The European Union, Cambodia’s largest export market, is making preparations for the country’s expulsion from a preferential trade scheme that guarantees tariff-free access to EU markets for Cambodian goods, according to the EU ambassador.
George Edgar, EU ambassador, said in an email on Tuesday that starting the procedure for removing Cambodia from the Everything But Arms (EBA) scheme reflected the concerns in Brussels over the deterioration of human rights and basic freedoms.
“The formal withdrawal procedure for the Everything But Arms arrangement in relation to Cambodia has not yet launched. Preparations are being made for the formal decision by the European Commission that would launch the procedure,” he wrote in an email.
He added that once the decision is formally made, there will be a six-month period during which the EU will study the issue further, followed by a further six month decision-making process.
Edgar declined to comment on the possible impact on the garment industry in Cambodia, which supports some 800,000 jobs in Cambodia and whose largest export market is the EU, with about 46 percent of Cambodian textile exports going to Europe.
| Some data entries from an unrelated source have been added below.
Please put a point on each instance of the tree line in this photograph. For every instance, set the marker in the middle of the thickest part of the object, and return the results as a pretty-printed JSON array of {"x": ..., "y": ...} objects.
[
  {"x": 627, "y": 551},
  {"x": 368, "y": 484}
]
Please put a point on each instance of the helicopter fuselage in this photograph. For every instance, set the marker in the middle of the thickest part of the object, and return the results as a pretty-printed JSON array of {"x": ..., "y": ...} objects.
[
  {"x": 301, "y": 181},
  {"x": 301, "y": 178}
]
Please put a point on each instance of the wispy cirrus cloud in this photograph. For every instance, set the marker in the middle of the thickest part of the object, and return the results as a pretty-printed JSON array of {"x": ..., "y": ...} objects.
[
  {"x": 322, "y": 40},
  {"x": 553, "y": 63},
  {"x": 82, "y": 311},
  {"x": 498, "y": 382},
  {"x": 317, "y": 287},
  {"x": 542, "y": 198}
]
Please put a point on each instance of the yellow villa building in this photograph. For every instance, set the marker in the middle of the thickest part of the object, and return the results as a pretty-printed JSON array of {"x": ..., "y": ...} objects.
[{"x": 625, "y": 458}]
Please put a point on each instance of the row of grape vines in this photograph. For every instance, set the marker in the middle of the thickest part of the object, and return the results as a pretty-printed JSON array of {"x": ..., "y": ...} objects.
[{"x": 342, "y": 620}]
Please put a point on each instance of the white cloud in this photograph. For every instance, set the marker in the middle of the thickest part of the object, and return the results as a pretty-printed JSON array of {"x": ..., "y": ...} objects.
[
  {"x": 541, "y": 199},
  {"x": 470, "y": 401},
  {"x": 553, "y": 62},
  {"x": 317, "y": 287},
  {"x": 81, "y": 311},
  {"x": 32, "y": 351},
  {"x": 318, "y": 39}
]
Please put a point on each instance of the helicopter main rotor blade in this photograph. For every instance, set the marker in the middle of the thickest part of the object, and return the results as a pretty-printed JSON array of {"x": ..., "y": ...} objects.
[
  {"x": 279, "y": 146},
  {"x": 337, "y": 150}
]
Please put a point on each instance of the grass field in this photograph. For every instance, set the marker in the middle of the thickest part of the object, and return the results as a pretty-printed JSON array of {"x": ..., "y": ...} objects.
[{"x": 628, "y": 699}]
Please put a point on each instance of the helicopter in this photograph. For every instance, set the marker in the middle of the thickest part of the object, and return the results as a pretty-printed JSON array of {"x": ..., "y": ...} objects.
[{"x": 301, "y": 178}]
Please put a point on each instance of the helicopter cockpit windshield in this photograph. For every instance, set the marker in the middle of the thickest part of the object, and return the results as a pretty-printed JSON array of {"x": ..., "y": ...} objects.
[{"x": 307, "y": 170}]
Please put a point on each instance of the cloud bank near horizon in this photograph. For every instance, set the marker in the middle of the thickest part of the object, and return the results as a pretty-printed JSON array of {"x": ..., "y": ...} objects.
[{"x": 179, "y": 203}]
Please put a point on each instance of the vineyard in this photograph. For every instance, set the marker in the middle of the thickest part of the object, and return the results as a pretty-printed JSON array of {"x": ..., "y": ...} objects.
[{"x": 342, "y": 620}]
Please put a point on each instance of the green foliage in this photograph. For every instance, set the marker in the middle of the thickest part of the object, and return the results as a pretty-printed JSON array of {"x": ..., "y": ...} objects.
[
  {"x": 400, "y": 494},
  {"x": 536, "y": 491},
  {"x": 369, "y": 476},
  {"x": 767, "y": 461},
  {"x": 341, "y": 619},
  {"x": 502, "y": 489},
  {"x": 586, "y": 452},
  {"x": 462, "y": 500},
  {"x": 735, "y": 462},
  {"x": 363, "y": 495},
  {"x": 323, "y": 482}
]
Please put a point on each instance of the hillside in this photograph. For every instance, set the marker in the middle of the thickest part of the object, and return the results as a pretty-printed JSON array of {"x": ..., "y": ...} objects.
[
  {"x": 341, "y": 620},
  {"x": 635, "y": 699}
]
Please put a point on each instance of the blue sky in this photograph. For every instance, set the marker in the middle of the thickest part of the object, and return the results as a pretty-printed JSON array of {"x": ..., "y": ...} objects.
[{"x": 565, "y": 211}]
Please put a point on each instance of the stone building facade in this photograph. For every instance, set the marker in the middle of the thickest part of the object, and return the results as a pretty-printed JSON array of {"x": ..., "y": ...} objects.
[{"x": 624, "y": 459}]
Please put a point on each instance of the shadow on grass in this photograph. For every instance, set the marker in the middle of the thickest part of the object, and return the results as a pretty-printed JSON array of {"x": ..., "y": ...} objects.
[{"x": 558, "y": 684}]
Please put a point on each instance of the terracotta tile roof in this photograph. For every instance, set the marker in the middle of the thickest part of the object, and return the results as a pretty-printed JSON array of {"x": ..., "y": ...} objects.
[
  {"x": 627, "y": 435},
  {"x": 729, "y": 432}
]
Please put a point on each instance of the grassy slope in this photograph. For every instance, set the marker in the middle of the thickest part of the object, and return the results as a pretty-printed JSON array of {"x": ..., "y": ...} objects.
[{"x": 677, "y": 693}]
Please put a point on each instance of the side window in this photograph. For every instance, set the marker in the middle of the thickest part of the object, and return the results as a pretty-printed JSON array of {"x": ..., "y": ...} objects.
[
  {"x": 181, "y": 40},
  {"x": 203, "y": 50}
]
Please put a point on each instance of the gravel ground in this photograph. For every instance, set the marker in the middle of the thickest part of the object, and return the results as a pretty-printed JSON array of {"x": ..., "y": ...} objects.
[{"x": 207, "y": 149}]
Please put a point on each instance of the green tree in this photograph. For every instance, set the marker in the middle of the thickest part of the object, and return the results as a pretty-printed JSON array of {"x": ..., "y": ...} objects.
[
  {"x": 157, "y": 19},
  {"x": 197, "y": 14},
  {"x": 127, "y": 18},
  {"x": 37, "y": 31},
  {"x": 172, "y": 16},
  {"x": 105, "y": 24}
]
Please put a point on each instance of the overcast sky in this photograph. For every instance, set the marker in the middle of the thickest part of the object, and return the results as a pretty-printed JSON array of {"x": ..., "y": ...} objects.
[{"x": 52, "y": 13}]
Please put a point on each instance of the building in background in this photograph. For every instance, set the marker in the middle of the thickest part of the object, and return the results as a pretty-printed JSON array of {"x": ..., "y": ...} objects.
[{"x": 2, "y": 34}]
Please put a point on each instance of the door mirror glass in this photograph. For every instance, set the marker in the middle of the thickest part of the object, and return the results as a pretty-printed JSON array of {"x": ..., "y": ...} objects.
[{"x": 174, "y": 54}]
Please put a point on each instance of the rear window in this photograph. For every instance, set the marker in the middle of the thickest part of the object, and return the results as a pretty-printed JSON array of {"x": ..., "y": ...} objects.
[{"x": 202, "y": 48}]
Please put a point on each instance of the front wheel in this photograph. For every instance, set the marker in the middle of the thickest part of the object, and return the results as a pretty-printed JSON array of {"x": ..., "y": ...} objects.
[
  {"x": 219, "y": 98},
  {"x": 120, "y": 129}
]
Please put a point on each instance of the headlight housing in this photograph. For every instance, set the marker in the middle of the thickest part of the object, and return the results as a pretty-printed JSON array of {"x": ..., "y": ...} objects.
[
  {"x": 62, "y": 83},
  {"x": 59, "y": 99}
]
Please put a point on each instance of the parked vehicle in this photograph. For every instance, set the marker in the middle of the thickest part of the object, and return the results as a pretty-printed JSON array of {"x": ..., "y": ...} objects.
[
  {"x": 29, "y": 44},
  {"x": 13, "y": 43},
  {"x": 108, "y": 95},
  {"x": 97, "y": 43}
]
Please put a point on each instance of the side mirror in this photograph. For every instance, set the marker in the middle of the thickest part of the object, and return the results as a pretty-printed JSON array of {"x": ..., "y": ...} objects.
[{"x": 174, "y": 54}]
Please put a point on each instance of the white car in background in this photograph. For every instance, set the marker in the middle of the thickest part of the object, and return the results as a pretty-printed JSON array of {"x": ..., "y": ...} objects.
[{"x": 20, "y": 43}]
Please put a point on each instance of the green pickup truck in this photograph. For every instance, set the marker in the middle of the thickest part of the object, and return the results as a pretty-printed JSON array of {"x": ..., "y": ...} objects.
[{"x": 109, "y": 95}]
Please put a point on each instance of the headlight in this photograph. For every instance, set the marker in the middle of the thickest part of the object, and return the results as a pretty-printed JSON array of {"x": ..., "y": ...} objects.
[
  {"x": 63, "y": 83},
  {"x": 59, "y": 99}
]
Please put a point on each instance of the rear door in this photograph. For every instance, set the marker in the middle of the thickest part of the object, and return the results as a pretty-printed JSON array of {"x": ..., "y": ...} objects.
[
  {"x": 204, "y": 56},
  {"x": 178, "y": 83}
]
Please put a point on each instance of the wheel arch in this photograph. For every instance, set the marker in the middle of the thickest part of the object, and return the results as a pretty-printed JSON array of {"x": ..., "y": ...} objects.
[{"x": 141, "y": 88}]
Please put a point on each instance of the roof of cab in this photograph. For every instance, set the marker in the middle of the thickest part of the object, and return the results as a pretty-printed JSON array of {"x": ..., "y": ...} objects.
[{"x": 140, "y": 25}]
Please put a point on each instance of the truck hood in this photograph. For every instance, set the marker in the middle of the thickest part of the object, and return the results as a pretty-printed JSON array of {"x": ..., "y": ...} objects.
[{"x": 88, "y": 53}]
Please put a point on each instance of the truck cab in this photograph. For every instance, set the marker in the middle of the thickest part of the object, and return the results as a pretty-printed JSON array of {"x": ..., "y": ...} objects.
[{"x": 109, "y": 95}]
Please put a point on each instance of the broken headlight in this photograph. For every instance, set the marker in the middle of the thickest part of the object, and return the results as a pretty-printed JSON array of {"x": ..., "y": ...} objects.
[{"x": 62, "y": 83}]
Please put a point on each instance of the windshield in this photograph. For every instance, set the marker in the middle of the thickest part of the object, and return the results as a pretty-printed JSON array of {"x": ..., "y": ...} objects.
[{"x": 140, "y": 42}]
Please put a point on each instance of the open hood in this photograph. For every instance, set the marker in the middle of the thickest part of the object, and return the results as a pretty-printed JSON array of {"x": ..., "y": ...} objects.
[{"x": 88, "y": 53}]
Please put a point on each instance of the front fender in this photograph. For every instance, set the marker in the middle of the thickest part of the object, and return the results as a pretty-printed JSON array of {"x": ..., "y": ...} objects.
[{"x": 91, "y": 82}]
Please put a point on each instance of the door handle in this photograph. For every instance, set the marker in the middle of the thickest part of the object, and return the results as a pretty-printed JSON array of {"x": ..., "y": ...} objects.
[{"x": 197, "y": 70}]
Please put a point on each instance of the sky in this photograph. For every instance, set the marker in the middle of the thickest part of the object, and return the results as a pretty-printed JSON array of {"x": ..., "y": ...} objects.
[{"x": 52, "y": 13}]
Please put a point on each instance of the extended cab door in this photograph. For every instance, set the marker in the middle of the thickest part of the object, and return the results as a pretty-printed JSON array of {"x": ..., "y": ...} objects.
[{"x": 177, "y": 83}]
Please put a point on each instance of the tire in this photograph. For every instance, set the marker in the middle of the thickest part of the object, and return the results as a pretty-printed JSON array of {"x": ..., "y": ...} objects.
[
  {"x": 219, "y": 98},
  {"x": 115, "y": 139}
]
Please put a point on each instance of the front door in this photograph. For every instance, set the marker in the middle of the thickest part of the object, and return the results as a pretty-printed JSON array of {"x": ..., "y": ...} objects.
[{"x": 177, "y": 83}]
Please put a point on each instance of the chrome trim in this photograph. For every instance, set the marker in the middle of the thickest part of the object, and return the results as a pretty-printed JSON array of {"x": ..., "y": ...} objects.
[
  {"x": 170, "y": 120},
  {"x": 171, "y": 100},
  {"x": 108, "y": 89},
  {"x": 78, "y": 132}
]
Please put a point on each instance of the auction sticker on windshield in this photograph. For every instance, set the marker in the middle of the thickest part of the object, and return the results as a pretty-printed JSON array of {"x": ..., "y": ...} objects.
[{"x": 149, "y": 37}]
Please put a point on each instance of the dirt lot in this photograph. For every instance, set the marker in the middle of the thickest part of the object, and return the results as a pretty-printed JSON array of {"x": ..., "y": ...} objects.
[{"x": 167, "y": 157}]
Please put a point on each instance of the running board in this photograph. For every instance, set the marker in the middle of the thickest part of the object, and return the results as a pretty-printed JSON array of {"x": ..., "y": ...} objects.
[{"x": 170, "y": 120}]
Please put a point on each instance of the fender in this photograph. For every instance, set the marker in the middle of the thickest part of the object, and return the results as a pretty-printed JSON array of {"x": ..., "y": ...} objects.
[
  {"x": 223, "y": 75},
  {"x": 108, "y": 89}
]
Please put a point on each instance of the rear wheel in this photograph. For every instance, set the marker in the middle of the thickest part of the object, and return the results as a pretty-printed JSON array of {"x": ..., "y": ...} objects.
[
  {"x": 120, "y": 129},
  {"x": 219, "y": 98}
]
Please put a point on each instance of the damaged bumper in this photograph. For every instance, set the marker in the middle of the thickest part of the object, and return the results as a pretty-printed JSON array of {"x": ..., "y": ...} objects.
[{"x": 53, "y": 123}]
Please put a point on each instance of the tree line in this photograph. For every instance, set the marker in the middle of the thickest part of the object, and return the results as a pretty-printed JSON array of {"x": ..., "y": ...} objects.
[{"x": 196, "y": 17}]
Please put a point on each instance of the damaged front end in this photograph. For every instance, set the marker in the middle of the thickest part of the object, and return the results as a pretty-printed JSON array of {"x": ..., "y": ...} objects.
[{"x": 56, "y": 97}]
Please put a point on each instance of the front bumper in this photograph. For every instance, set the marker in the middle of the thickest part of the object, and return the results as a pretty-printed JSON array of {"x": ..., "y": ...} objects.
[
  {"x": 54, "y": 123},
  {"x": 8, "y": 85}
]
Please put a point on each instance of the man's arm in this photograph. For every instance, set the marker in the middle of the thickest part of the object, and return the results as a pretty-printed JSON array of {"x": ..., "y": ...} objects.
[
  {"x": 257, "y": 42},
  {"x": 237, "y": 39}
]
Garment exporters in Cambodia have appealed to the EU not to remove Cambodia from the scheme.
The World Bank has warned that Cambodia’s economy will face increased risks if the EU presses ahead with Cambodia’s expulsion from the scheme.
Moody’s credit rating agency has estimated that the potential loss to the Cambodian economy from the cancellation of the EBA would negatively affect the country’s credit rating and would harm Cambodia’s competitiveness.
Phay Siphan, government spokesman, said the country’s strong growth would counter the potential loss as a result of its removal from the EBA scheme.
“We are ready for the tax increase,” he said. “Wages are guaranteed by the law in Cambodia.”